Restoring tensor with noised AMT data

Gives a step-by-step guide for restoring Z tensors using real noised data containing missing and weak frequency signals.

# Author: L.Kouadio
# Licence: BSD-3-clause

This is an example of restoring tensors when data contains missing frequency. The data used for the demonstration is from Huayuan data, Hunan province, China. The survey is AMT and data is collected alongside two long lines E1 (2.5km) and E2 (1.8km) . Unfortunately, because of strong interferences and the human-made made noises (agglomerations, power lines) and many factories in this area, signals were strongly corrupted and greatly affected by strong interferences.

• Why recovering tensors is important?

Commonly, a missing and weak signal can just be removed from the whole data and keep only the valid signals from interpolation. However, in the area with strong interferences when data is too much noised, suppressing the weak signals and missing frequencies will greatly affect the quality of data thereby leading to a misinterpretation of the structures found in this area after inversion.

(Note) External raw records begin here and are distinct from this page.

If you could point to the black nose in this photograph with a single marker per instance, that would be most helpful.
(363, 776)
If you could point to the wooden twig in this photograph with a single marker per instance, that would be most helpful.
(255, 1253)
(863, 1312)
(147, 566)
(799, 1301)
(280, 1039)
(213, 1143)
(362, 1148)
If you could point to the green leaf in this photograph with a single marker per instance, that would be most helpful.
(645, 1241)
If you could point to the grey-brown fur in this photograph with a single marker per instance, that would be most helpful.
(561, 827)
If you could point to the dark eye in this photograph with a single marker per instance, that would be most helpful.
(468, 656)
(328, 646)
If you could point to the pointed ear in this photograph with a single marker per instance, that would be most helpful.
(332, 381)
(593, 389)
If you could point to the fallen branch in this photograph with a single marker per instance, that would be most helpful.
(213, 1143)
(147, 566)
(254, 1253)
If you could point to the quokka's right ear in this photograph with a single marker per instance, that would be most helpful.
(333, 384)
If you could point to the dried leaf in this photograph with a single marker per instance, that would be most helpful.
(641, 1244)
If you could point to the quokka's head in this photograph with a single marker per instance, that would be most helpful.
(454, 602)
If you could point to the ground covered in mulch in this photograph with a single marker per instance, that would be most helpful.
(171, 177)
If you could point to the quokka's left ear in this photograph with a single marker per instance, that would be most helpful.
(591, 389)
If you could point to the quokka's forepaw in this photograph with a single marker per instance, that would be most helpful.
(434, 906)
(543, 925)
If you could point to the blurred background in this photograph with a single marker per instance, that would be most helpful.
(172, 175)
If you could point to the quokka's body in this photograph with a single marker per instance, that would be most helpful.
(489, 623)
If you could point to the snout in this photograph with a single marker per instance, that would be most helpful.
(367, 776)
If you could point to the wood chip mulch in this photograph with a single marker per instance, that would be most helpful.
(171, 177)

For demonstration, we collected 47 samples of raw data stored as an inner dataset and plot the raw data of impedance tensor z in TM mode to visualize the missing tensors. This is the code snippet:

import watex  as wx
from watex.methods import EMAP
from watex.view import plot2d
data = wx.fetch_data('huayuan', return_data =True, samples =47 ,
                     key ='raw', clear_cache=True) # clear watex cache data to save new EDIs
tro = EMAP().fit(data)

• Output the impedance tensor in TM mode (yx)

Here we output the modulus of the complex number of tensor Z. We can also output z as the complex number by setting out=z since the kind param is by default set to complex. Use 'real' or ’imag’ for the real and imaginary part instead. Refer to method documentation for more details.

z_yx = tro.make2d(out= 'zyx', kind ='modulus' )

• Visualize the plot using the template 2D from watex.view.plot2d().

plot2d(z_yx,
    y = tro.freqs_,
    to_log10= True,
    top_label='Stations',
    plt_style ='imshow',
    fig_size =(10, 4 ),
    font_size =7,
    ylabel ='Frequency[$H_z$]',
    cb_label ='TM mode: $Z_yx$',
    distance =50., # distance between stations
    cmap = 'terrain'
    )

<AxesSubplot:xlabel='Distance(m)', ylabel='Frequency[$H_z$]'>

As a comment: one can visualize the blank line in the data which indicates the missing signal at these points. If we try to remove from each missing signal data which corresponds to data at a certain frequency, we will lose a lot of useful information. Mostly the idea is to interpolate data. The strategy proposed by watex for restoring tensor consists to interpolate in two directions (along the x-axis and y-axis ) at the same time and decide the best value that approximatively fits the surrounding resistivity values( because the demonstration refers to resistivity tensor in TM mode.). This improves a bit the reality of the resistivity distribution of the area.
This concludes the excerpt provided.